Brexit – What’s a good deal?

5 April 2017 Commissioner's Blog
EU Flag with Star Missing

Last week Article 50 of the Lisbon Treaty was triggered and on Thursday the “Great Repeal Bill” white paper was published.  The UK is now ‘on the path’ of leaving the European Union.  What is at the end of the path is where our concerns lie.  As the formal Brexit negotiations begin there needs to be a clear understanding and recognition of the “particular circumstances of Northern Ireland” and specifically the needs and views of its children and young people.

Since June, NICCY has embraced every opportunity to discuss Brexit particularly with young people and their advocates.  Many of the young people (including those who believe that it presents opportunities), with whom we have spoken are deeply concerned about the uncertainty of their own futures and that of Northern Ireland in general.  Our work on Brexit is two-fold: firstly hearing the views and questions of young people, and ensuring that they are answered and their views taken into account.  Unsurprisingly young people’s questions have been clear and sensible and include the following:

  • How will our employment prospects change?
  • Will a hard border mean that the “Troubles” will be back?
  • What about the farmers and people who work in agriculture, they are going to lose their subsidies?
  • What will having an Irish Passport mean?
  • Will leaving the EU mean that we won’t help others who need it like refugees?
  • What are the good things about leaving the EU?
  • Did adults who made this decision consider that it would be us who would have to live with it?
  • Will the UK still be able to take part in the Eurovision Song Contest.

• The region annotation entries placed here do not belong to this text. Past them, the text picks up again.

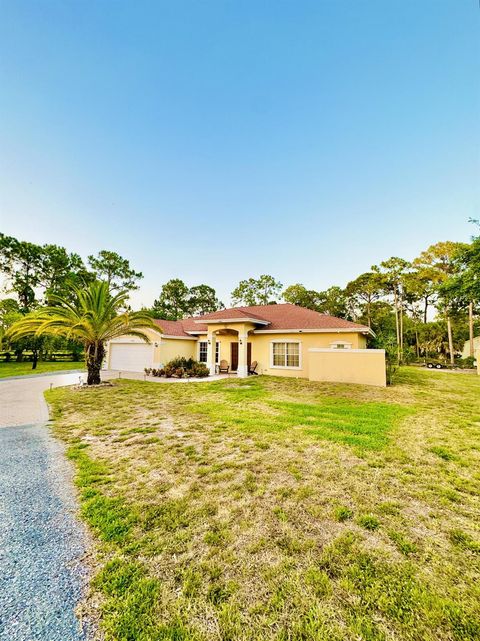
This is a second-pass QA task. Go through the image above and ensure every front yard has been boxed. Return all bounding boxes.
[47,368,480,641]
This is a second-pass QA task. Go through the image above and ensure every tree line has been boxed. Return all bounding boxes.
[150,225,480,364]
[0,221,480,363]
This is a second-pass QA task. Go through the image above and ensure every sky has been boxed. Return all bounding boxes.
[0,0,480,305]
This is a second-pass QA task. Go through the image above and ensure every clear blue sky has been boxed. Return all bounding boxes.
[0,0,480,304]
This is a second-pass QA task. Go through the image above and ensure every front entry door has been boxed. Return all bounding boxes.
[230,343,238,372]
[230,343,252,372]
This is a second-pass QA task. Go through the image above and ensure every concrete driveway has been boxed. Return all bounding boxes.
[0,373,88,641]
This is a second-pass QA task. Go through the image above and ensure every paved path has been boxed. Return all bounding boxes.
[0,374,86,641]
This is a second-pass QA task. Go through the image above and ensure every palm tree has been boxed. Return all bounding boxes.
[8,280,158,385]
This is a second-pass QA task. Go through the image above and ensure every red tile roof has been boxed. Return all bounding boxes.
[155,303,370,337]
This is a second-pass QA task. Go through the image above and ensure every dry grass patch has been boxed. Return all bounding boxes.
[48,369,480,641]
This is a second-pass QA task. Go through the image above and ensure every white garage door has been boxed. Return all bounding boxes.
[110,343,152,372]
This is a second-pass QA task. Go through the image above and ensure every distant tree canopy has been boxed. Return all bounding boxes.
[231,274,283,307]
[150,278,224,320]
[0,233,142,364]
[88,249,143,292]
[0,226,480,362]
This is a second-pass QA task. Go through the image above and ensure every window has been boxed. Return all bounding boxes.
[272,343,300,367]
[198,341,208,363]
[330,341,352,349]
[198,341,220,363]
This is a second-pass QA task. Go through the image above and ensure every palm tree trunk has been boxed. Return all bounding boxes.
[468,302,475,358]
[85,343,105,385]
[393,291,400,365]
[400,298,403,363]
[447,314,455,365]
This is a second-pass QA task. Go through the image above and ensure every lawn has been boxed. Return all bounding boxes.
[0,361,85,378]
[47,368,480,641]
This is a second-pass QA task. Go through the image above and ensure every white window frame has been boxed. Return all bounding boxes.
[270,339,303,370]
[197,341,220,365]
[330,341,352,349]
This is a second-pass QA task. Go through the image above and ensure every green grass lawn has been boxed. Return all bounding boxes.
[0,361,85,378]
[47,368,480,641]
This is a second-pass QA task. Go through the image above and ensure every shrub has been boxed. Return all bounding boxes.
[160,356,210,378]
[455,356,475,369]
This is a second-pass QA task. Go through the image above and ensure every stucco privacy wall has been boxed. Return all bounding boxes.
[249,332,366,378]
[159,337,198,367]
[309,347,387,387]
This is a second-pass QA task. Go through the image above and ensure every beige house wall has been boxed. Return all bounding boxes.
[159,336,198,367]
[309,348,387,387]
[249,332,366,378]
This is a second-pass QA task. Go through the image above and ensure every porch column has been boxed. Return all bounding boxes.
[207,332,216,376]
[237,332,248,378]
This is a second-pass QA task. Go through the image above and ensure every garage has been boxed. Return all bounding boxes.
[109,343,153,372]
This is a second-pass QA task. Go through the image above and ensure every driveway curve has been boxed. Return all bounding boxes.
[0,373,87,641]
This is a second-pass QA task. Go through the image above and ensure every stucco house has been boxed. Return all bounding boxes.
[105,304,385,385]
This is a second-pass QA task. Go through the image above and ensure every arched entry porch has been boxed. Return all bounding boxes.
[207,323,255,378]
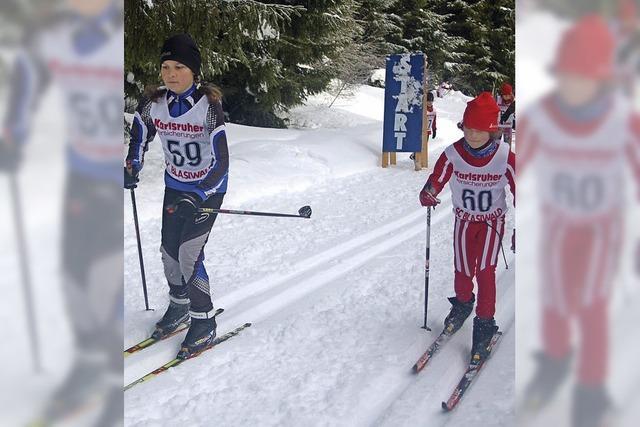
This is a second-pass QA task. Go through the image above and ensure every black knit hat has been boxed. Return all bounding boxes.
[160,34,202,76]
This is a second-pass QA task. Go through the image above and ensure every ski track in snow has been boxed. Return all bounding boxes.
[125,88,514,426]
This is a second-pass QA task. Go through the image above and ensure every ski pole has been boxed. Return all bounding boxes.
[198,206,311,219]
[9,173,42,373]
[131,188,150,311]
[422,206,431,331]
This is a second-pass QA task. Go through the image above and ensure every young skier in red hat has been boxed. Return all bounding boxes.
[420,92,516,362]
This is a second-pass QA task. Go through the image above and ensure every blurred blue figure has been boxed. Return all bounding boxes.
[0,0,124,425]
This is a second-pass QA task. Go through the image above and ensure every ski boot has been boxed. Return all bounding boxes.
[571,384,613,427]
[444,294,476,335]
[523,352,571,413]
[471,316,498,364]
[151,298,189,339]
[176,310,218,359]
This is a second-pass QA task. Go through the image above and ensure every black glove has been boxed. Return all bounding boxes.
[0,139,22,173]
[167,193,202,219]
[124,160,142,190]
[511,228,516,254]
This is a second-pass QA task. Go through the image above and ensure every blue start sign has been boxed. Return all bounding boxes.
[382,53,425,152]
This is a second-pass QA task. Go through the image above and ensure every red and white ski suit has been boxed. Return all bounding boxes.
[427,139,516,319]
[518,97,640,385]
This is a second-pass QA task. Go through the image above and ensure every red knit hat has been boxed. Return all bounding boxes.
[462,92,500,132]
[554,15,614,80]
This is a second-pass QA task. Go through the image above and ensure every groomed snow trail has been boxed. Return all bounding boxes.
[125,87,515,426]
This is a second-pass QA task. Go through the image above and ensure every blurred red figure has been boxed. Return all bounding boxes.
[496,82,516,144]
[518,15,640,426]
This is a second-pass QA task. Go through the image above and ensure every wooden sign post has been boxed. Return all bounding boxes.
[382,52,427,170]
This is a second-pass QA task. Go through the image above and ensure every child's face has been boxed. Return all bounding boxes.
[160,60,193,94]
[557,73,604,107]
[463,126,489,148]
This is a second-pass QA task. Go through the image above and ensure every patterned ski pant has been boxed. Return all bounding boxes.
[160,188,224,313]
[453,215,504,319]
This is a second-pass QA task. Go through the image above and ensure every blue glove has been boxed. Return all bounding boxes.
[167,193,202,219]
[0,139,22,173]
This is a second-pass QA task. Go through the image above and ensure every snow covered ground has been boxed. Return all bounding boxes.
[124,87,515,426]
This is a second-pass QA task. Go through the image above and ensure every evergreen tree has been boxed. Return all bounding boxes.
[125,0,355,126]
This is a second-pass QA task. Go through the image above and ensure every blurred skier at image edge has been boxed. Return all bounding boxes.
[0,0,124,425]
[420,92,516,363]
[518,15,640,427]
[496,83,516,145]
[124,34,229,358]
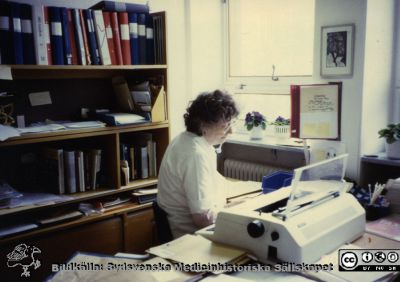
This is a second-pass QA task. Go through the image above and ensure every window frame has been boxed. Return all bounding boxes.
[222,0,318,92]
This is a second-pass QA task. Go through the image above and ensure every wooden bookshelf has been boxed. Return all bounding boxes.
[0,13,170,280]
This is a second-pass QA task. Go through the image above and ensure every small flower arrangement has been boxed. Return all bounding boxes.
[378,123,400,144]
[244,111,267,130]
[271,116,290,126]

Whilst the last question may appear flippant it does suggest that to a certain extent, young people “trust” that politicians and civic leaders will protect their rights and best interests during this process.  It is important to assure all young people that this is the case.

Having participated in the All-Island Civic Forum on Brexit, young people’s questions complement and echo those of adults.

Our second strand of work will be in working with others, to ensure that everyone involved in contributing to the negotiations is made fully aware of the concerns and views of young people alongside the children’s rights implications.

Recent statements from the UK Government that the Northern Ireland border will be one of the first items for negotiation is welcome. However it still feels that there is little recognition of the potentially devastating impact that a “hard” border will have on our fragile peace process and on the everyday lives of the young people living in border communities and indeed those who regularly cross the border to access services or meet up with family and friends.

Whilst NICCY will be working with Commissioner colleagues across the UK to ensure that the intricate rights protections that the EU provides for children and young people will be maintained, the main focus of our work will be to remind all concerned that Northern Ireland and its children require special attention.  They live in communities recovering from a conflict whose continuing resolution is guided by the Good Friday / Belfast Agreement, an international treaty that is rooted in UK, the RoI and the EU.

NICCY will work with others particularly NGOs North and South, government representatives, human rights bodies, the Ombudsman for Children, academics and of course children and young people themselves. As our work develops, we will publish formal statements in regard to progress,

Whilst most will argue that Brexit is inevitable, the nature of Brexit is not and it must be shaped and informed by all those affected by it, including children and young people.

At the time of writing the European Parliament passed the motion enabling negations to begin and I am somewhat reassured that it refers to the “the absolute need to ensure continuity and stability of the Northern Ireland peace process” and the need “to avoid a hardening of the border”.

So to answer the question what is a good Brexit deal? It is one that means the children of Northern Ireland enjoy the same rights protections, access to education, healthcare services and life opportunities that they have today and for which we strive to better tomorrow!